Levels of Ig isotypes by ELISAs. Relative serum concentrations of (A) IgM, (B) IgG, (C) IgG2a, (D) IgG3, (E) dsDNA-IgM, and (F) dsDNA-IgG were higher in G-ARKO mice compared with Wt mice. IgG, IgG3, and dsDNA-IgM are higher in B-ARKO mice than in Wt mice. The data were obtained from six pairs of mice. Data are presented as mean ± sd. *, P < 0.05.

Figure 7

G-ARKO and B-ARKO mice are more vulnerable to CIA than their Wt littermates. A, Incidence of CIA in mice 70 d after immunization with CII. B, Average clinical scores per paw during disease progression. C, External joint phenotype after inducing arthritis is indicated by arrows. D, Histological features of joint sections. Yellow arrows indicate extended synovial bursa. Black arrows indicate hypertrophic synovial membrane. E, Infiltration of lymphocytes in synovial membrane of joints after CIA (arrows). F, Relative serum IgG-RF levels at the end of the experiment were increased in G-ARKO (n = 5) and B-ARKO (n = 3), but not in Wt mice (n = 5).

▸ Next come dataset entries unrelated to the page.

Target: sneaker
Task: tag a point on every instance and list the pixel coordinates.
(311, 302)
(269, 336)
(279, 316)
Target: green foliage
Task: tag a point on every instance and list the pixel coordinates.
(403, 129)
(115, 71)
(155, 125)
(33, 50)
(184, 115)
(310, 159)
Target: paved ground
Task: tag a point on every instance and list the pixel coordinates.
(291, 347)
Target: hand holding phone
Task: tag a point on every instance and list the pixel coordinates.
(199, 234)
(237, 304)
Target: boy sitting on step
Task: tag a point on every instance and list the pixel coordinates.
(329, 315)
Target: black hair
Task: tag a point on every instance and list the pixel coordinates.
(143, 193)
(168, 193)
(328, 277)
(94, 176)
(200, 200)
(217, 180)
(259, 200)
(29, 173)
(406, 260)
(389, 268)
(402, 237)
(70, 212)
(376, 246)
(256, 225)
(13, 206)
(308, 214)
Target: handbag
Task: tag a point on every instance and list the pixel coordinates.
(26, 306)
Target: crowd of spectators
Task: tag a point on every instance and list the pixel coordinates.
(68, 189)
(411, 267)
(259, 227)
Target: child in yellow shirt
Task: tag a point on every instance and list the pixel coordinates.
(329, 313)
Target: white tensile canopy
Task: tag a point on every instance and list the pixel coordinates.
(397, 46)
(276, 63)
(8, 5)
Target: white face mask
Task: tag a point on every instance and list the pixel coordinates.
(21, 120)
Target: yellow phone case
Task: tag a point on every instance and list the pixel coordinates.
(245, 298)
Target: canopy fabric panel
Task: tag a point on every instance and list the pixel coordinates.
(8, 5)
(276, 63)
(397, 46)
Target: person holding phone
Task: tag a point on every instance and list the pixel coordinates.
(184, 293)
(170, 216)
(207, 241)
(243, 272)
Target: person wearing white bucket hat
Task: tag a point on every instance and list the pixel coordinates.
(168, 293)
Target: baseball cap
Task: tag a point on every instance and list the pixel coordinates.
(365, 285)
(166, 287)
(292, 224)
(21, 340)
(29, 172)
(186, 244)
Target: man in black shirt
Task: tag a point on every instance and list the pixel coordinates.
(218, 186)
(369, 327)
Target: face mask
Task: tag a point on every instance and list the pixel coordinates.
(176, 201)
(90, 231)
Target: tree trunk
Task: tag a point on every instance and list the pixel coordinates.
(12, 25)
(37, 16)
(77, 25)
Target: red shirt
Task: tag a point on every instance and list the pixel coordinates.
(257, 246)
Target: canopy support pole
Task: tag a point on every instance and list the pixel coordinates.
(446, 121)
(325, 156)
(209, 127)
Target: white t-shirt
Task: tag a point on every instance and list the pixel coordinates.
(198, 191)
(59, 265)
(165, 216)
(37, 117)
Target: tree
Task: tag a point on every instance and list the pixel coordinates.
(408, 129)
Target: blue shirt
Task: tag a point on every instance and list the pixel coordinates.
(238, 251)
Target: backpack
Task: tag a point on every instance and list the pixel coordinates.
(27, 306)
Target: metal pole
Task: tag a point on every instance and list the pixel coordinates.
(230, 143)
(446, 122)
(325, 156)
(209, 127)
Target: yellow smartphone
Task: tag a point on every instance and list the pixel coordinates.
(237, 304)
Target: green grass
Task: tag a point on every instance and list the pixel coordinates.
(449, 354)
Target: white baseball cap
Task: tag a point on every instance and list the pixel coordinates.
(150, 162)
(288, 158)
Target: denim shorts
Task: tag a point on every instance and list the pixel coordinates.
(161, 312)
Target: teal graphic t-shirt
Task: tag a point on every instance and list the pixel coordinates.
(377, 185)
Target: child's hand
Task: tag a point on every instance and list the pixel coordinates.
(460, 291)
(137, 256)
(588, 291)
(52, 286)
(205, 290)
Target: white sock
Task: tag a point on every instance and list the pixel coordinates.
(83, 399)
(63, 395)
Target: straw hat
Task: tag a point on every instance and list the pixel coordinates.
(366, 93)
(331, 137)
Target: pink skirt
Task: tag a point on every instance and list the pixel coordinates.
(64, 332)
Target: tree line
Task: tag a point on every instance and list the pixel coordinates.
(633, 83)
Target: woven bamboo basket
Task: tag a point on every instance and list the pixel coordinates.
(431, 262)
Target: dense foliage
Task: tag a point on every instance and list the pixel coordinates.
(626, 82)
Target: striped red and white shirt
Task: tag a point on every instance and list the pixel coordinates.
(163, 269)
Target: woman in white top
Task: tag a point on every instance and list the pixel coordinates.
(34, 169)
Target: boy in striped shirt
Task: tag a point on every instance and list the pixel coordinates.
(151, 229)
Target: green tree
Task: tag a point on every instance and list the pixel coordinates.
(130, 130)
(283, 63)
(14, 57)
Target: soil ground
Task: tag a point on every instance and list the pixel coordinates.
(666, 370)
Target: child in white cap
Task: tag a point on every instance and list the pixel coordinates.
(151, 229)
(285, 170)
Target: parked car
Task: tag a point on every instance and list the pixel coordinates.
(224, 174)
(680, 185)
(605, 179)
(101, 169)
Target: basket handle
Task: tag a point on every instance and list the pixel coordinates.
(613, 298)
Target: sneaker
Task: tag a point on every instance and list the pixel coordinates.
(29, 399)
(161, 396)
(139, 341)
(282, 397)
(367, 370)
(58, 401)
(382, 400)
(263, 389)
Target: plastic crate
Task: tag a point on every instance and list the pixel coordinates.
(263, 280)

Data, mean ± sd; *, P < 0.05; **, P < 0.01.

Figure 8

Measurement of CII-specific Ab by ELISA after immunization. Sera from G-ARKO, B-ARKO, and Wt mice. Mice were immunized with collagen II, and after 21 d the sera were collected and analyzed for the presence of total anti-body of (A) bCII (bCII-specific), (B) mCII (mCII-specific), and (C–F) analysis of isotype expression in the mCII-specific Ab response. mCII-specific isotypes were quantitated using the sera described in panel A and a solid phase ELISA in which the detection Abs were specific for the isotypes listed. The quantity of Ab detected is expressed as relative OD₄₅₀ based on a CII-specific reference serum. Data are presented as mean ± sd. *, P < 0.05.